Hi there,
Brand new to Temporal and I’m still working my way through the documentation and videos, so I apologize in advance if this is a stupid question
Here is an outline of my current data pipeline (let’s call it MyDataPipeline), which is a workflow that can take many hours. I am hoping to simplify the structure with Temporal.
- ServiceA is used to pre-process a large amount of input data. This can take 5-45 minutes depending on the amount of data. Once it is done, it enqueues N tasks into a message queue for ServiceB.
- These tasks are processed in parallel by ServiceB, and they can take hours. Once all N of these tasks are done, ServiceB enqueues a task for ServiceC.
- ServiceC performs post-processing that can also take hours.
The business logic for Services A, B, and C all involve calls to external systems, each of which can fail obviously. A few other details:
- We own all 3 services but we do not own all of the external systems that they depend on.
- Services A, B, and C are used by other data pipelines, not just MyDataPipeline.
- The work that is performed by A, B, and C is different enough that ideally it would be performed by workers on different machines that are optimized for their respective purposes.
Conceptually, I think of the business logic of this data pipeline with this (oversimplified) pseudocode:
func InvokeDataPipeline(data []byte) {
serviceBTasks := serviceA.preprocess(data)
for _, sbt := range serviceBTasks {
// each sbt can be processed in parallel, but for simplicity I'm showing it
// sequentially for this pseudocode
serviceB.process(sbt)
}
serviceC.postprocess()
}
This seems like it could pretty easily be transformed with Temporal, where InvokeDataPipeline is the Temporal workflow and each call to services A-C would be an activity.
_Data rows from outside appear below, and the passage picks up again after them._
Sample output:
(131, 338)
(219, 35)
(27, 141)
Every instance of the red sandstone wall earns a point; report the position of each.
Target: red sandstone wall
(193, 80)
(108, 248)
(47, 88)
However, as I mentioned, the work performed by services A-C make external calls to other systems, too, and additionally, it would be best for these tasks to be be performed on dedicated and optimized A/B/C machines.
Is Temporal right for this type of pipeline? If so, I’m hoping to understand what type(s) of Temporal pattern(s) are suggested for this sort of use case.
Thank you in advance!